Purpose and Methods of Phenomenological Research

Phenomenology
Phenomenology

PHENOMENOLOGY

Phenomenology is concerned with the study of experience from the perspective of the individual, bracketing taken-for-granted assumptions and usual ways of perceiving. Epistemologically, phenomenological approaches are based on a paradigm of personal knowledge and subjectivity and emphasize the importance of personal perspective and interpretation. As such they are powerful for understanding subjective experience, gaining insights into people's motivations and actions, and cutting through the clutter of taken-for-granted assumptions and conventional wisdom. phenomenology rejects the empiricist perspective and utilizes a subjectivist approach via interpretive perspectives of theory. community defines self and the self defines community. Understanding of consciousness must acknowledge the objective as well as subjective, both are intrinsic parts of interpretation and contemplation. 

Purpose of Phenomenological Research: 

The purpose of the phenomenological approach is; to illuminate the specific, to identify phenomena through how they are perceived by the actors in a situation. 

In the human sphere, this normally translates into gathering deep information and perceptions through inductive, qualitative methods such as interviews, discussions, and participant observation, and representing it from the perspective of the research participant(s). 

According to Husserl; "Pure phenomenological research seeks essentially to describe rather than explain, and to start from a perspective free from hypotheses or preconceptions"

Methods of Phenomenology: 

Giorgi, more straightforwardly, argues that the phenomenological method encompasses three interlocking steps:

 (1) phenomenological reduction, 

 (2) description 

 (3) search for essences.

Transcendental Phenomenology: 

Edmund Husserl describes this concept of philosophy known as transcendental phenomenology. Edmund Husserl was born in Germany. Edmund Husserl argued that phenomenology necessitated consciousness experiences from personal perspectives and was practiced whenever we considered what we heard, saw, or felt. such considerations involve why we think something and why we undertake certain tasks. experience is attended as we answer in the first person and describe or give meaning to the components of the experience. 

For Edmund Husserl, one of the central questions for philosophy is: what it is for us to know? - in other words, what it is for us to be conscious of anything? From a phenomenological perspective, this is a question we cannot help asking because man is essentially an explorer of a transcendental realm of meaning. Husserl as a mathematician shows a reaction to positivism and develops methods for the study of conscious experience in order to overcome objectivist's limitations in positivism. 

Husserl's transcendental phenomenology is derived from the concept of intentionality. 

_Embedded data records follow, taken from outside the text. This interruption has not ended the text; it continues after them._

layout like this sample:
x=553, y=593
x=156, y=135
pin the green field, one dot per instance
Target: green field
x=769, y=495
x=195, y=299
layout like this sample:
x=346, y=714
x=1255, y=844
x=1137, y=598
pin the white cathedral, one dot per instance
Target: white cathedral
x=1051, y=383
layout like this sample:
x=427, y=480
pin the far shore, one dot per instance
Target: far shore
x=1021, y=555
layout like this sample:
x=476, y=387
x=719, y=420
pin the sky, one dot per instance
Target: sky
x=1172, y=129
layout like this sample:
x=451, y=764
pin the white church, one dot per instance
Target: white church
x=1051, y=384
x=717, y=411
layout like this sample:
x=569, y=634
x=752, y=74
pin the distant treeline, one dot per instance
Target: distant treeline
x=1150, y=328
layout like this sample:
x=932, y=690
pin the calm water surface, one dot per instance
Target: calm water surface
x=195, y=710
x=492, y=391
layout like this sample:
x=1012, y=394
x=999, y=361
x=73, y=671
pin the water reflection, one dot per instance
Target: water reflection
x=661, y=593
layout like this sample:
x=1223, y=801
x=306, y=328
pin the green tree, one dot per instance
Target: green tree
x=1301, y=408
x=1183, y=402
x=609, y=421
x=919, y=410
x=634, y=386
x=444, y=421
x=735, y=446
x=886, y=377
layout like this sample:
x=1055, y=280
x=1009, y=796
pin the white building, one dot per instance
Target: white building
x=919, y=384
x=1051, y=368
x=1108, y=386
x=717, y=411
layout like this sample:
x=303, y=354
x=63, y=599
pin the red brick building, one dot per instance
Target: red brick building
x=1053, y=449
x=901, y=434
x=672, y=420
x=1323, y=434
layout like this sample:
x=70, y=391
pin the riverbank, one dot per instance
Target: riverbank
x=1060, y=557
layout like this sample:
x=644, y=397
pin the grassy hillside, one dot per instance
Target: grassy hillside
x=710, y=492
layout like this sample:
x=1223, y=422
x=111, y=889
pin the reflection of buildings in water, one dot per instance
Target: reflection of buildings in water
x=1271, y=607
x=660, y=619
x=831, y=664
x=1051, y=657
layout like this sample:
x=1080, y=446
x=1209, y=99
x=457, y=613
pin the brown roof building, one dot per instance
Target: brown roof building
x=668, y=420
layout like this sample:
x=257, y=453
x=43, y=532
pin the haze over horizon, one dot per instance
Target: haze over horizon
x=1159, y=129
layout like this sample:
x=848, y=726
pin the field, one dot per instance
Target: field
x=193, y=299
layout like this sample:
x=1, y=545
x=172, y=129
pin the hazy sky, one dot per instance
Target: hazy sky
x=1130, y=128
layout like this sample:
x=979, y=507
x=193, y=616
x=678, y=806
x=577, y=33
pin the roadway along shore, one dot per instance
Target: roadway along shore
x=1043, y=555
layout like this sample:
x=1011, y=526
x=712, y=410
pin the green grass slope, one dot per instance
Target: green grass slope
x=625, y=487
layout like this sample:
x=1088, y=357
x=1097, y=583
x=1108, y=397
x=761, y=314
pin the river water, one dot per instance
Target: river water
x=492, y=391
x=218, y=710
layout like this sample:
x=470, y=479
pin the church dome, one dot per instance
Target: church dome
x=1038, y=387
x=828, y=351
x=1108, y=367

McIntyre and Smith defined intentionality from a philosophical perspective: 

" A characteristic feature of our mental states and experiences, especially evident in what we commonly call being conscious or aware." 

Husserl gave importance to the intentionality of consciousness relating to other objects, including ordinary things and imaginary creations. He defined intentionality as; "The unique peculiarity of experiences to be the consciousness of something." 

His definition of intentionality seeks the relationship between subject and object through background, content, act, and horizon and investigates as subjects how we experience objects. He is of the view that human consciousness has the ability to transcend the matter of reality. it has the ability to transcend preconceived notions. He states; 

"Phenomenology entails the essence of consciousness in that all acts of consciousness are experienced by the subject. phenomenology involves first-person descriptors in terms of "I see the farm or I imagine visiting the moon". Such terms are known as phenomenological descriptions. Each description indicates the subject's point of view regarding a particular act of consciousness". 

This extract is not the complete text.